Mohadeseh Poudineh ^1* Bita Amiri ² Maryam Yazdani Tabrizi ³ Mahdyieh Naziri ⁴ Farzaneh Moradi ⁵ Mohammadreza Arzaghi ⁶ Iman Archin ⁷ Fatemeh Behaein ⁸ Anahid Bagheri Pour ⁹ Parna Ghannadikhosh ¹⁰ Saba Imanparvar ¹¹ Ata Akhtari Kohneshahri ¹² Ali Sanaye Abbasi ¹³ Nasibeh Zerangian ¹⁴ Dorsa Alijanzadeh ¹⁵ Hani Ghayyem ¹⁵ Arash Azizinezhad ¹⁶

• ¹ Faculty of Medicine, Zanjan University of Medical Sciences, Zanjan, Iran
• ² Tabriz university of Medical sciences, Tabriz, Iran
• ³ School of medicine, Shahid Beheshti University of Medical Sciences, Tehran, Iran
• ⁴ School of Public Health, Iran University of Medical Sciences, Tehran, Alborz, Iran
• ⁵ Islamic Azad University Central Tehran Branch, Tehran, Alborz, Iran
• ⁶ Shahid Beheshti University of Medical Sciences, Tehran, Tehran, Iran
• ⁷ Kazan Federal University, Kazan, Tatarstan, Russia
• ⁸ Birjand University of Medical Sciences, Birjand, South Khorasan, Iran
• ⁹ Iran University of Medical Sciences, Tehran, Tehran, Iran
• ¹⁰ Tabriz University of Medical Sciences, Tabriz, Iran
• ¹¹ Ardabil University of Medical Sciences, Ardabil, Ardabil, Iran
• ¹² Islamic Azad University, Tabriz, Tabriz, Iran
• ¹³ Faculty of Medicine, Gilan University of Medical Sciences, Rasht, Gilan, Iran
• ¹⁴ PhD Student in Health Education and Health Promotion, Department of Health Education and Health Promotion, School of Health, Mashhad University of Medical Sciences, Mashhad, Iran., Mashhad, Iran
• ¹⁵ Faculty of Medicine, Shahid Beheshti University of Medical Sciences, Tehran, Alborz, Iran
• ¹⁶ Universal Scientific Education and Research Network, Tehran, Tehran, Iran

The incidence of neurological disorders, particularly age-related neurodegenerative pathologies, exhibits an alarming upward trend, while current pharmacological interventions seldom achieve curative outcomes.
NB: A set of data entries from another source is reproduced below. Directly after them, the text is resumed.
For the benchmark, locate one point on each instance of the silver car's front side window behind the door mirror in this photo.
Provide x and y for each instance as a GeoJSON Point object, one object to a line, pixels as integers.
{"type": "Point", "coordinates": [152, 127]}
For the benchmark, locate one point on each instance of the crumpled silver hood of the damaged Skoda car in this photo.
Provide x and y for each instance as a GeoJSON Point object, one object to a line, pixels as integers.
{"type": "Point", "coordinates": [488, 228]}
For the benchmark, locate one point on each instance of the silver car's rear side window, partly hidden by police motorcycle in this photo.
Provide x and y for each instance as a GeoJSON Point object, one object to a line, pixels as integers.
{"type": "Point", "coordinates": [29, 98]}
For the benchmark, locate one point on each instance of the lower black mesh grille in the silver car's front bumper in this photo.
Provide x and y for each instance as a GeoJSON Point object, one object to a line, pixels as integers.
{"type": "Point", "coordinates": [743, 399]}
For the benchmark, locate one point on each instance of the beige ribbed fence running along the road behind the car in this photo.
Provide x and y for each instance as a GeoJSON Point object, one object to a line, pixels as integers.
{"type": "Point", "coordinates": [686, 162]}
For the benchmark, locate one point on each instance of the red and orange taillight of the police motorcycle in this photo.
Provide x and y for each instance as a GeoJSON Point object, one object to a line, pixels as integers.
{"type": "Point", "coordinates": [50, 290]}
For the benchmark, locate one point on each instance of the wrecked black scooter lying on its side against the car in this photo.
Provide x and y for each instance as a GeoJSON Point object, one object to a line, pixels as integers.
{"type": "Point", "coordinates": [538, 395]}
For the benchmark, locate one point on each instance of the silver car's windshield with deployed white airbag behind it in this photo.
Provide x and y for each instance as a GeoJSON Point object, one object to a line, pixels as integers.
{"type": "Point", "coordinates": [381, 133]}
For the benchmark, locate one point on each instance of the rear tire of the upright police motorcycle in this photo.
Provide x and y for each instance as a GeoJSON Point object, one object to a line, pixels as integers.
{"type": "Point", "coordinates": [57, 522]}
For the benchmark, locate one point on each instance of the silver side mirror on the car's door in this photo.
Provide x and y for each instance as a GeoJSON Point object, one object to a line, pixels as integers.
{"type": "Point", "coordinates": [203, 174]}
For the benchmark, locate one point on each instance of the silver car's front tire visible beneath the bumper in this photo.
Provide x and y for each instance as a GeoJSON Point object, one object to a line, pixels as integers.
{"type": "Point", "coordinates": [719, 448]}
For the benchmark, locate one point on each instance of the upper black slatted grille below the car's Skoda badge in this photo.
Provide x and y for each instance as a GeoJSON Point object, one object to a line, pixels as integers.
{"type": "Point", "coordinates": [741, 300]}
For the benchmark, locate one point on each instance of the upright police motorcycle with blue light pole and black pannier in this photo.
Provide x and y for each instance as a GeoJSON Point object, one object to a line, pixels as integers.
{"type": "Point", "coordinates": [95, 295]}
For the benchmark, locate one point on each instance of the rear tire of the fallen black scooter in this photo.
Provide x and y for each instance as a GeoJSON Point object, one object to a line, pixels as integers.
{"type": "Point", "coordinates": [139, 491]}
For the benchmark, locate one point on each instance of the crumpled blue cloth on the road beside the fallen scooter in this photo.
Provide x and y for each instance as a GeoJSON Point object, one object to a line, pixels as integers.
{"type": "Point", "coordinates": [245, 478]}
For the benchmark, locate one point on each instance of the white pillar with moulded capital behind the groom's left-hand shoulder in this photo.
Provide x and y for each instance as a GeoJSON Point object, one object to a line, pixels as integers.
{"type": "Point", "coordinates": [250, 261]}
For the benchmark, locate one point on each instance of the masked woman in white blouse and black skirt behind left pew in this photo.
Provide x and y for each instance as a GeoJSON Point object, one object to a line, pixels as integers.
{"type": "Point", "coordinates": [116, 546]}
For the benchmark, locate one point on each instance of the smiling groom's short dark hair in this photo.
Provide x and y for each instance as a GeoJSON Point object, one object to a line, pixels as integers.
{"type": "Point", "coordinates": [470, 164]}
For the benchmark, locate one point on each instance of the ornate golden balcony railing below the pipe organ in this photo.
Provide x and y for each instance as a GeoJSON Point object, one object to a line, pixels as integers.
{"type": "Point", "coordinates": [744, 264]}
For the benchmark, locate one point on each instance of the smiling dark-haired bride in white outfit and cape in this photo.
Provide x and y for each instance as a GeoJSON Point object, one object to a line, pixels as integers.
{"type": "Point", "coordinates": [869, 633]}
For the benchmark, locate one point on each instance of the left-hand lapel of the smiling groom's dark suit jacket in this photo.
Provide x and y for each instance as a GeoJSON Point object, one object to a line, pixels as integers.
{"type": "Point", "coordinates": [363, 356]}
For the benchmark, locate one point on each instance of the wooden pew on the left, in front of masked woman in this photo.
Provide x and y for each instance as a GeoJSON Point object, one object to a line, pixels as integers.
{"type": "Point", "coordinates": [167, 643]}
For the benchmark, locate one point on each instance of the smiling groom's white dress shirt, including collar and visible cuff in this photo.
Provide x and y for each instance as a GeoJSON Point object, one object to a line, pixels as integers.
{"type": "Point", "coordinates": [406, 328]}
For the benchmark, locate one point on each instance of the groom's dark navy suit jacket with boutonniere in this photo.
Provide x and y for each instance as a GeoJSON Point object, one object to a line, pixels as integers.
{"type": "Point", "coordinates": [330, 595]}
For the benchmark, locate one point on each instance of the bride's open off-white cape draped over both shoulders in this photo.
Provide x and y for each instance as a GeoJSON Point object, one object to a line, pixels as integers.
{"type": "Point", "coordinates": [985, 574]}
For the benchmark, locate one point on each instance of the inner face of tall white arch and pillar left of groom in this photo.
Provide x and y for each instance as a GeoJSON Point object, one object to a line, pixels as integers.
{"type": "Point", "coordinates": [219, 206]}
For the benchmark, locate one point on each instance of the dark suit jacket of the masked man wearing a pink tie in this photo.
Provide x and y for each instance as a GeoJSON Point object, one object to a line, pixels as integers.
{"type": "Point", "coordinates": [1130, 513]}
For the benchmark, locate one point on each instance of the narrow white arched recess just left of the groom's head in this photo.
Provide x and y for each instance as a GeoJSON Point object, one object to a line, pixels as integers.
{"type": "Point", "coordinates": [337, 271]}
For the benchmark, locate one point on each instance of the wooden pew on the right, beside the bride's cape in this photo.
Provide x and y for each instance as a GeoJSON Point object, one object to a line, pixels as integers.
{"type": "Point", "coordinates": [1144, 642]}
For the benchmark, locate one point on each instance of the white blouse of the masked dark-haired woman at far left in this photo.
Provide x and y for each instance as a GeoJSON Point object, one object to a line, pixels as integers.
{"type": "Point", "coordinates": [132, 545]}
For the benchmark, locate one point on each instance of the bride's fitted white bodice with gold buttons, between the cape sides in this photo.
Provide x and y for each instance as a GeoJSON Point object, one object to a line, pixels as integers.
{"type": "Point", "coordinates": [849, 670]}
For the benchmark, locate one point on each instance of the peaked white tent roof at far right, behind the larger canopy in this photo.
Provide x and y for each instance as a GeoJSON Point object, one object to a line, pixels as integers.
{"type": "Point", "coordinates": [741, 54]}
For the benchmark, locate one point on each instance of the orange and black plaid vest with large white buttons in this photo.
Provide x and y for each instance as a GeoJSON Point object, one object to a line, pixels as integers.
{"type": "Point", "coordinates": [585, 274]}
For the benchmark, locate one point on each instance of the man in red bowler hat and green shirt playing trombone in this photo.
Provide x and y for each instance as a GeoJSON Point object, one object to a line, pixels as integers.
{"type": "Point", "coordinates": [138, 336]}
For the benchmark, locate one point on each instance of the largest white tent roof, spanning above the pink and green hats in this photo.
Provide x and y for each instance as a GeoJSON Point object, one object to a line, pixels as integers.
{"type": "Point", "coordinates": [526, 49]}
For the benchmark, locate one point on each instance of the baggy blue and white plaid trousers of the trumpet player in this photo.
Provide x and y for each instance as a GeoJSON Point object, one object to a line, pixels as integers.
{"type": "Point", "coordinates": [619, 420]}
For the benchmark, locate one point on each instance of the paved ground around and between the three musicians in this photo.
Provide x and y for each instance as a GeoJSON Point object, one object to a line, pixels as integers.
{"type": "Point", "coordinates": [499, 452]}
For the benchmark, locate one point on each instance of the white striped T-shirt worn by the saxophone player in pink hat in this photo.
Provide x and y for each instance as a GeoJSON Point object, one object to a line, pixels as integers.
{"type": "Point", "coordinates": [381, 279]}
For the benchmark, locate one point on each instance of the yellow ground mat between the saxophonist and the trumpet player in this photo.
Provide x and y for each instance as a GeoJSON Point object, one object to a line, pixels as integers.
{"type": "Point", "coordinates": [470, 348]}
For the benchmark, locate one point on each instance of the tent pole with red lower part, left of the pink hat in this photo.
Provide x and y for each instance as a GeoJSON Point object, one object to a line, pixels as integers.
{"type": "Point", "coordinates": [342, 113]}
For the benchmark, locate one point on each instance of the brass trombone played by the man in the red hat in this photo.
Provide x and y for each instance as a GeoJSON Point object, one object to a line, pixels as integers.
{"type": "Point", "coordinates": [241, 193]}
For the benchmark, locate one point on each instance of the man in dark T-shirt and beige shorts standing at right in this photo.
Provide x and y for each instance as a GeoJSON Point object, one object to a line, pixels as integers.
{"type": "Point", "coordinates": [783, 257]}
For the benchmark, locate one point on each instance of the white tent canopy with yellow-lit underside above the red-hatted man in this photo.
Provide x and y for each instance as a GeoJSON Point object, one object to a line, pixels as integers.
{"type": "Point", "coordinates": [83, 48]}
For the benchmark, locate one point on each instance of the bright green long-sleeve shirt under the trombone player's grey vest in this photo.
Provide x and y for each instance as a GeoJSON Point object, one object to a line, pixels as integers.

Despite their diverse clinical presentations, neurological diseases often share a common pathological thread: the aberrant accumulation of misfolded proteins within the endoplasmic reticulum (ER). This phenomenon, known as ER stress, arises when the cell's intrinsic quality control mechanisms fail to cope with the protein-folding burden. Consequently, misfolded proteins accumulate in the ER lumen, triggering a cascade of cellular stress responses. Recognizing this challenge, researchers have intensified their efforts over the past two decades to explore natural compounds that could potentially slow or even reverse these devastating pathologies. Flavonoids constitute a vast and heterogeneous class of plant polyphenols, with over 10,000 identified from diverse natural sources such as wines, vegetables, medicinal plants, and organic products. Flavonoids are generally divided into six different subclasses: anthocyanidins, flavanones, flavones, flavonols, isoflavones, and flavonols. The diverse family of flavonoids, featuring a common phenolic ring backbone adorned with varying hydroxyl groups and additional modifications, exerts its antioxidant activity by inhibiting the formation of ROS, as evidenced by research. Also, studies suggest that polyphenols such as flavonoids can regulate ER stress through apoptosis and autophagy. By understanding these mechanisms, we can unlock the potential of flavonoids as novel therapeutic agents for neurodegenerative disorders. Therefore, this review critically examines the literature exploring the modulatory effects of flavonoids on various steps of the ER stress in neurological disorders.